ASCOLI PICENO – I consiglieri del movimento 5 stelle di Ascoli Piceno Giacomo Manni e Massimo Tamburri hanno presentato in conferenza stampa una mozione in cui si chiede di fare chiarezza sui cattivi odori che ammorbano da mesi la frazione di Villa Sant’Antonio e parte del comune di Castel di Lama. I consiglieri chiedono un monitoraggio della situazione e controlli sanitari: secondo loro una causa possibile potrebbe essere il vicino depuratore della Piceno Consind. Tutto da verificare, ovviamente.

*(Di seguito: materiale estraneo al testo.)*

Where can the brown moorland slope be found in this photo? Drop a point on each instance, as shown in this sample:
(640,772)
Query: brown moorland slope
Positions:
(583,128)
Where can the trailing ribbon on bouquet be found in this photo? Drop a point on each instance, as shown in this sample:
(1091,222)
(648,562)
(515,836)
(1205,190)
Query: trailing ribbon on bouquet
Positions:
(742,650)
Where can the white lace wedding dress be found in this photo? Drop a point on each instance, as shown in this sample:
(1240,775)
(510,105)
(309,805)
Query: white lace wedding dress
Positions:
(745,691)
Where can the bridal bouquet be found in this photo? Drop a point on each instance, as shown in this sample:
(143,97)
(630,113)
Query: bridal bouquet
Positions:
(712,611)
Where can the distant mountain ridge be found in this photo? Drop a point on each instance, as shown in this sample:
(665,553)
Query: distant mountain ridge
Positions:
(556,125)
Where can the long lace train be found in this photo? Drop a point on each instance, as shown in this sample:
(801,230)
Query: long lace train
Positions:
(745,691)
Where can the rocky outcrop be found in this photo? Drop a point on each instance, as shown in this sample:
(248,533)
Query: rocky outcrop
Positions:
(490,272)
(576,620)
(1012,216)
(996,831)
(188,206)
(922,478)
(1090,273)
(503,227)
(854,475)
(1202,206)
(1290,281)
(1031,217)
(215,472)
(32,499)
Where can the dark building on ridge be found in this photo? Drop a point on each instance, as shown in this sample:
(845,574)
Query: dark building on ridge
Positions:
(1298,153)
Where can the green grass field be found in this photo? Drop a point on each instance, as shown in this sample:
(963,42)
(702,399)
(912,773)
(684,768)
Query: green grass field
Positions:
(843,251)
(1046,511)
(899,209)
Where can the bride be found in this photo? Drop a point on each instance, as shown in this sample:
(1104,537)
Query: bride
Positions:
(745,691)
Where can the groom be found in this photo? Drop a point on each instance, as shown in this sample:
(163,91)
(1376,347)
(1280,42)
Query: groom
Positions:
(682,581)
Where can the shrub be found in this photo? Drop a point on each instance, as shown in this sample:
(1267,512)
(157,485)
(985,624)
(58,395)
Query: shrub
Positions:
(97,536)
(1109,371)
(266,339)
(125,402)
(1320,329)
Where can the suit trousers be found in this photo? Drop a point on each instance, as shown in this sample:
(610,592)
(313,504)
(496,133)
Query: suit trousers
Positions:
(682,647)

Un estratto della mozione: “Nella zona di Villa Sant’Antonio ormai da quattro mesi i cittadini residenti sono molto frequentemente sommersi da odori nauseabondi che provocano malesseri quali vomito, bruciore agli occhi e tosse. Il fenomeno investe tutta la zona fino a parte del comune di Castel di Lama. Il 5 ottobre scorso si è tenuta una riunione pubblica della popolazione residente nelle zone interessate dai cattivi odori presso la sala parrocchiale a Villa Sant’Antonio con circa un centinaio di persone presenti”

Nel pieno dell’assemblea – si legge nel documento – la sala si è riempita di un odore pestilenziale e nauseabondo corrispondente a quello subito presso le case dei residenti nell’ultimo periodo. Si è provveduto a chiamare il personale dell’Arpam, nell’attesa, poiché non era ancora arrivato nessuno. Un gruppo di persone, una quarantina in tutto, si recava presso il vicino depuratore. Qui veniva accertato con chiarezza che l’odore avvertito presso le proprie case e nella sala della riunione era lo stesso avvertito presso il depuratore. Venivano perciò chiamati anche i carabinieri”.

“Dopo il 5 ottobre – prosegue la mozione – il fenomeno è proseguito senza interruzioni ed i residenti continuano ad avere problemi di bruciore agli occhi, senso di nausea, talvolta vomito, oltre all’evidente ed insopportabile fastidio costituito dal respirare odori nauseanti, basti pensare che solo nella giornata del 29 ottobre sono state fatte ben 15 segnalazioni all’Arpam”.

Per i Cinque Stelle dunque occorrono verifiche per accertare se effettivamente i cattivi odori provengono dal depuratore del Consind, gestito dalla Picena Depur: “Si rende assolutamente necessaria e non procrastinabile un’indagine sulle cause di tali odori che coinvolga oltre l’Arpam anche altri enti preposti al controllo”.

E’ da tempo che attenzioniamo Piceno Consind – spiega Giacomo Manni – in quanto soggetto pubblico, appartiene infatti ai comuni. Non si capisce questo pachiderma che funzione abbia e vista la mole di debiti che ha perché non sia lasciato fallire. A noi risulta che il comune di Ascoli accantoni una cifra ogni anno per il consorzio, abbiamo chiesto a quanto ammonti tale cifra ma non abbiamo avuto risposta. Il problema delle puzze che periodicamente appestano varie zone del territorio è un problema che va avanti da decenni, noi siamo preoccupati da quello che ha detto il presidente del Consind Domenico Procaccini sul problema a Villa Sant’Antonio, Procaccini persona rispettabilissima e disposta al dialogo a cui chiediamo un incontro. Serve un monitoraggio per capire da dove vengono questi cattivi odori in maniera scientifica: capiamo qual è il costo e come coprirlo, ma cerchiamo una volta per tutte di risolvere il problema, è la politica che deve trovare le cause”.

“Chiediamo al sindaco di attivarsi per risolvere il problema – prosegue Massimo Tamburri – in quanto primo responsabile della salute dei suoi cittadini. Chiediamo un incontro al presidente del Consid, da cui forse servirebbero delle scuse: possibile che abbiamo avuto in quaranta un’allucinazione? O siamo pazzi o bugiardi? Serve un monitoraggio e, se possibile, finché non c’è la certezza che quegli odori non facciano male alla salute, che si chiuda l’impianto di depurazione. Non si può giocare sulla nostra pelle, magari scopriamo che in realtà fanno bene, ma bisogna fare analisi approfondite”.